A Foray into European Graphic Novels


A Foray Into European Graphic Novels – An Introduction

Like many people in the UK who grew up with their heads buried in graphic novels, my early years were dominated by the giants of the British and American comic industry. My imagination was entirely filled with exactly the sort of superheroes and heroines that have become forever assocated with the medium. Being lucky enough to see the heydays of 2000AD, and the stories its authors and artists produced for the big American publishers across the pond, it never really occured to me to cast my net any further or seek out the stories being told in other corners of the world. Of course, the comic industry today is a very different beast to the one I grew up with. Japanese titles now occupy almost as much shelf space in retailers as our own, and fans are familiar enough with their enormous catalogue to render a blog entitled ‘A Foray into Manga’ almost entirely pointless.
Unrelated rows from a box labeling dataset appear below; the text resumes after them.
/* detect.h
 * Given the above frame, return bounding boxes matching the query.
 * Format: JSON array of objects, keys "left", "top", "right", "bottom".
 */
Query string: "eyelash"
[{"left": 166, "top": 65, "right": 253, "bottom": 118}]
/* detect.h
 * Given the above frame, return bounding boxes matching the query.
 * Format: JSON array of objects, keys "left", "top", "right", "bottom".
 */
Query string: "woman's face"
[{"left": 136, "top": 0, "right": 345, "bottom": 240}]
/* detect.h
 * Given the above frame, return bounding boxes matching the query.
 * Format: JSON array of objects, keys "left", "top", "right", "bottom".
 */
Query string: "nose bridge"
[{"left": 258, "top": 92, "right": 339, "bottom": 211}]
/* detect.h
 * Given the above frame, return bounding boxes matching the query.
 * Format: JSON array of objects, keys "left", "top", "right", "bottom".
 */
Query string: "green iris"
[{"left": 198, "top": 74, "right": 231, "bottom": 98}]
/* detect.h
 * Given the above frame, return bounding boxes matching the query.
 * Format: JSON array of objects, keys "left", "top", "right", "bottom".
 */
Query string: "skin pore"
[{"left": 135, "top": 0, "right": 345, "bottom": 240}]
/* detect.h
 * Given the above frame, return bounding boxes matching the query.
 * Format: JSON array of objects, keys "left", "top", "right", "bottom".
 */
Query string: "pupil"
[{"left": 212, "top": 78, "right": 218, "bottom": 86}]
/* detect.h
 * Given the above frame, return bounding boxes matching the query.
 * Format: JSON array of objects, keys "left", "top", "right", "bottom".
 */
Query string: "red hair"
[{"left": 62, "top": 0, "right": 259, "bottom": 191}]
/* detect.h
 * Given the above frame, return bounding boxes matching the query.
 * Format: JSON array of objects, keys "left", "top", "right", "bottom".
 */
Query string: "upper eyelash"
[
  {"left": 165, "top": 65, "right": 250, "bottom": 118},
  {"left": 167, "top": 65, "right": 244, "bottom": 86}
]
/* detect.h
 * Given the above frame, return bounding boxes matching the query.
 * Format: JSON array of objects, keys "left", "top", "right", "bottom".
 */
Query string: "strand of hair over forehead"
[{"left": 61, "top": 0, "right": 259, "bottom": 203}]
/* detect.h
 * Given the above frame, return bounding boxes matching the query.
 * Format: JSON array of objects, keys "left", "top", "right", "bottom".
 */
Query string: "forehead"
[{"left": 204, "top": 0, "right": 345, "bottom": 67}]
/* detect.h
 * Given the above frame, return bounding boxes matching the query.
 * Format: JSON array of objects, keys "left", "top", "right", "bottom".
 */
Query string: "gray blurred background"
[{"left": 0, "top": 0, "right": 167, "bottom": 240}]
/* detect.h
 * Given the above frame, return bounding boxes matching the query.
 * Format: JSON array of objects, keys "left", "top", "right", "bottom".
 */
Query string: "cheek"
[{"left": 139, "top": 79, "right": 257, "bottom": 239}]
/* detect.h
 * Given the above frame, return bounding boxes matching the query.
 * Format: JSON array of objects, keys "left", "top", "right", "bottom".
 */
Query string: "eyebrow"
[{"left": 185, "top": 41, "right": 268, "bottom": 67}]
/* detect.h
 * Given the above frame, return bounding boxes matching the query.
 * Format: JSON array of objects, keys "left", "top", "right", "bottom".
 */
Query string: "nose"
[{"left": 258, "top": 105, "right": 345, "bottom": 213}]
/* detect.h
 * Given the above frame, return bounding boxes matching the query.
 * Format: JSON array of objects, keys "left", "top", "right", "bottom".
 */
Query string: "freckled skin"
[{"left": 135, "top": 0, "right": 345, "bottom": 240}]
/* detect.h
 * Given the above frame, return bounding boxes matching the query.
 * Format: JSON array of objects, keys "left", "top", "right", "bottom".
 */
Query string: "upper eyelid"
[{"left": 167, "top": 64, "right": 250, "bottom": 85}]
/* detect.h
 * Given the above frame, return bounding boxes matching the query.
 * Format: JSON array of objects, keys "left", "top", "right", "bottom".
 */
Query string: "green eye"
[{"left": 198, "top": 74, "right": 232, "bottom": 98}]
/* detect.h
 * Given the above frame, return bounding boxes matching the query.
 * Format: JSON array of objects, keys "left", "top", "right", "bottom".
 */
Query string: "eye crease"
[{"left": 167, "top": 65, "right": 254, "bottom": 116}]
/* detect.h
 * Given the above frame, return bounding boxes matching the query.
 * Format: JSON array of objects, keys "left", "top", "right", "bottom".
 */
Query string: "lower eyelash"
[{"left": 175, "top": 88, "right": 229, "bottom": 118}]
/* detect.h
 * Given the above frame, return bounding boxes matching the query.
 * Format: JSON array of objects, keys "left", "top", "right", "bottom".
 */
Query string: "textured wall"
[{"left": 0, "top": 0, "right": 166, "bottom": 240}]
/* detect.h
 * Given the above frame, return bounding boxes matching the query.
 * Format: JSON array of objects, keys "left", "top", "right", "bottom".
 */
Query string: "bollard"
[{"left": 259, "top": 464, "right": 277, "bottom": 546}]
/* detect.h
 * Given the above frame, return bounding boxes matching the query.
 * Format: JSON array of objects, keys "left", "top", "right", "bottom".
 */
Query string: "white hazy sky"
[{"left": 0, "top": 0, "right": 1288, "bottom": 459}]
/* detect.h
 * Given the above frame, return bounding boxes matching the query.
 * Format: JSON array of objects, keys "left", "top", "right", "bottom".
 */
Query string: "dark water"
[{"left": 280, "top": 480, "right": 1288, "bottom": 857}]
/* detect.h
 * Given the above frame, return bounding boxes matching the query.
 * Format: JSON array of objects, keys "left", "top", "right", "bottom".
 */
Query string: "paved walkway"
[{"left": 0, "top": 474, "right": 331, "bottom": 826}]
However, throughout all this time, there existed a healthy European graphic industry, happily chugging away to itself on the mainland; paying little attention to the style and accepted practices of either the Anglo-American, or the Japanese markets. There were, of course, occassional times that a European comic series would break ground on this side of the channel, as happened with Tintin or Asterix, but these were rare and only ever represented a small portion of what was produced or a fraction of the European style. Also, given our own prejudices towards the medium, it could almost be guaranteed that anything that wasn’t aimed towards teens or younger was going to be overlooked.

So it is that someone like myself, who has probably read more graphic novels than is acceptable to admit in mixed company, comes to an entire sector of the industry that is a complete unknown. If the difficulty of obtaining such titles is anything to go by, then I suspect it is something that will be unfamiliar to a quite a number of people.